For edge practitioners, the choice is straightforward:
- Use llama.cpp when memory headroom is tight and user concurrency is low.
- Use vLLM when serving multiple clients, integrating RAG, or exposing LLMs as shared services, even on small devices.
As Jetson platforms evolve and techniques like quantization, speculative decoding, and KV-cache optimizations mature, the boundary between “edge” and “server-grade” LLM deployment will continue to blur. This experiment is a strong indication that edge AI is no longer limited to inference demos, it is ready for real applications.
With this we wrap up the blog post on deploying LLMs on Edge using vLLM and Llama.CPP. I hope you enjoyed reading the article. Please feel free to comment below for next blog post ideas, bugs, or any general suggestios if any. Happy Learning!
Yes, vLLM can run reliably on Jetson Orin Nano, but careful memory tuning is essential. With default settings, vLLM may fail due to out-of-memory errors or memory fragmentation. Limiting GPU memory utilization, reducing the maximum number of batched tokens, and lowering concurrency are often required. In constrained scenarios, enabling eager execution can help stabilize the server at the cost of reduced parallelism. With proper tuning, vLLM is stable and usable for real applications.
Choose llama.cpp when memory efficiency and simplicity are your top priorities. It consumes significantly less memory and is better suited for single-user or low-concurrency workloads on edge devices. In contrast, vLLM is the better choice when you need higher concurrency, OpenAI-compatible APIs, or integration with RAG and web-based applications. On Jetson-class hardware, the performance gap in raw throughput is small, so the decision is largely driven by memory headroom and concurrency requirements.
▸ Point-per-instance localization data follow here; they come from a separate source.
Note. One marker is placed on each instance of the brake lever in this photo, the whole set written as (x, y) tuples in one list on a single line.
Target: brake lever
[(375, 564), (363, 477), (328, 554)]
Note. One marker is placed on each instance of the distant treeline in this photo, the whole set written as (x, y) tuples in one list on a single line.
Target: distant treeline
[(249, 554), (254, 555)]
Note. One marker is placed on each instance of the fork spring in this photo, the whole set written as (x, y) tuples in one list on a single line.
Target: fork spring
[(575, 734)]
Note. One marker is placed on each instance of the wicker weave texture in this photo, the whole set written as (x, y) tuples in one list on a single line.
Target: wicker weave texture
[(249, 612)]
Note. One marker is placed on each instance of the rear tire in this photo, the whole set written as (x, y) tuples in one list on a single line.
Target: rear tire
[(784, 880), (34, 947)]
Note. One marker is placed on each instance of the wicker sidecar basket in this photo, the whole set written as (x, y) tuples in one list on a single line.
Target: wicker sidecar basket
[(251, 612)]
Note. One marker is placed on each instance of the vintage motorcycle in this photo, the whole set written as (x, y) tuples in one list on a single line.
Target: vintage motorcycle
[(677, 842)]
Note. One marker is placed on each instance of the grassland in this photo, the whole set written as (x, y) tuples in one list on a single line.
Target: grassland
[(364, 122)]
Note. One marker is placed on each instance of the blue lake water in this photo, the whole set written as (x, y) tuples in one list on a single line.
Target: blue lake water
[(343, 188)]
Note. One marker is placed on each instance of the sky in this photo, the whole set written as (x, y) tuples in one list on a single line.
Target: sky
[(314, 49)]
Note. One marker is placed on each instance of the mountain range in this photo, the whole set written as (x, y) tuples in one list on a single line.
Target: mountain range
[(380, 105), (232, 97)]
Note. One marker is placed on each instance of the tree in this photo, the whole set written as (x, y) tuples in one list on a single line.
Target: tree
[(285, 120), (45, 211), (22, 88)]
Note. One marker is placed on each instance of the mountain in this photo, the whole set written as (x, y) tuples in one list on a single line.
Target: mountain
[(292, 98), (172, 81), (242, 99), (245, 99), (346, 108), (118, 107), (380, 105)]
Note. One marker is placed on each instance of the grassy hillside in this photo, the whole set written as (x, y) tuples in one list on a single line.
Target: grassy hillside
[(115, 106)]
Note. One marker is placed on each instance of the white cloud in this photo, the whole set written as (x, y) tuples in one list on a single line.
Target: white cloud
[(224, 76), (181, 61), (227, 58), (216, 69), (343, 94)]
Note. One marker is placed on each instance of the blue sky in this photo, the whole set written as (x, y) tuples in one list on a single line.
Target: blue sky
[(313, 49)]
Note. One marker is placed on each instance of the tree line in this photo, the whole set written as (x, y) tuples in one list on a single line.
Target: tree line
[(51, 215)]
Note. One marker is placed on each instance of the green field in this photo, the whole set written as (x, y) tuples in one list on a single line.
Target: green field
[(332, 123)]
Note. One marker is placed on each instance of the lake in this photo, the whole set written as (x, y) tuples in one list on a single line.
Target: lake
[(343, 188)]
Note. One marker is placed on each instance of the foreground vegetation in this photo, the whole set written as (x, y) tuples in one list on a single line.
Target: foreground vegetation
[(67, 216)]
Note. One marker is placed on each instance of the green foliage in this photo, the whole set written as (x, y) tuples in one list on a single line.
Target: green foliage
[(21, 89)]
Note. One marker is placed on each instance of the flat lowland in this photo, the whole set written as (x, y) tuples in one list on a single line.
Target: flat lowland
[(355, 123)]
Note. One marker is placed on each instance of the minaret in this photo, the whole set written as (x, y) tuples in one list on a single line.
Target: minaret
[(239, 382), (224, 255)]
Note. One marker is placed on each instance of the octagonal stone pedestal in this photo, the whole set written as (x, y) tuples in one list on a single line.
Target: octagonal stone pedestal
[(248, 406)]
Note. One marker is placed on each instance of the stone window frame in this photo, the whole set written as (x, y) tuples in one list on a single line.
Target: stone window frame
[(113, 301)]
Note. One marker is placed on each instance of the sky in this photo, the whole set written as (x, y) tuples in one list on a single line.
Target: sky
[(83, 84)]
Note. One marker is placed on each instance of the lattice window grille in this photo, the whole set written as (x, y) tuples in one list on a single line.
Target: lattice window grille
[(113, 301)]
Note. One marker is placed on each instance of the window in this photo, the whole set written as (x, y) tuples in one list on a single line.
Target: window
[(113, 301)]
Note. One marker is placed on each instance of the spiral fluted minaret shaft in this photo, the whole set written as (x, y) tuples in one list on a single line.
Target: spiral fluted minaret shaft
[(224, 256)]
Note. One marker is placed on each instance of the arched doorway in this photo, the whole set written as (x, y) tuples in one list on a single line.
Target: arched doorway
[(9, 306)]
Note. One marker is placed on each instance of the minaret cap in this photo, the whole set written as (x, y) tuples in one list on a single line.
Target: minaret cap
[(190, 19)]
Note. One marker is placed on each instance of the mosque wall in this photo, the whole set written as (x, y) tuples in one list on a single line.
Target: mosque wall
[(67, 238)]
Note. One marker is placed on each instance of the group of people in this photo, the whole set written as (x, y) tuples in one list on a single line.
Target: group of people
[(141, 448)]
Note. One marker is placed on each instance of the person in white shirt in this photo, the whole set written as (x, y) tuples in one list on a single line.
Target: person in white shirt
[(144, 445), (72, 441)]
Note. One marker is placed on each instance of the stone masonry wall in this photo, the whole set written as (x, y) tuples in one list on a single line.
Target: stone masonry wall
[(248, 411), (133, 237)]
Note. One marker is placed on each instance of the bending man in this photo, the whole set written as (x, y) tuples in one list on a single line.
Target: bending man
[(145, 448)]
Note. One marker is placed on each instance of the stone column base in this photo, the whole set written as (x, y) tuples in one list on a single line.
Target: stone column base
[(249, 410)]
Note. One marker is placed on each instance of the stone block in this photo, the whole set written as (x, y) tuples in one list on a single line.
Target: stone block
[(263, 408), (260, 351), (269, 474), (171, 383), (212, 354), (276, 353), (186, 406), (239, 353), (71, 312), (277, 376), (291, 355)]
The primary bottleneck is unified memory, not raw GPU compute. All system processes, the OS, and the model share the same memory pool, making fragmentation and allocation failures common. Secondary factors include limited memory bandwidth, CUDA graph constraints, and background services consuming GPU or RAM. Effective edge deployment depends more on memory management and system tuning than on model architecture alone.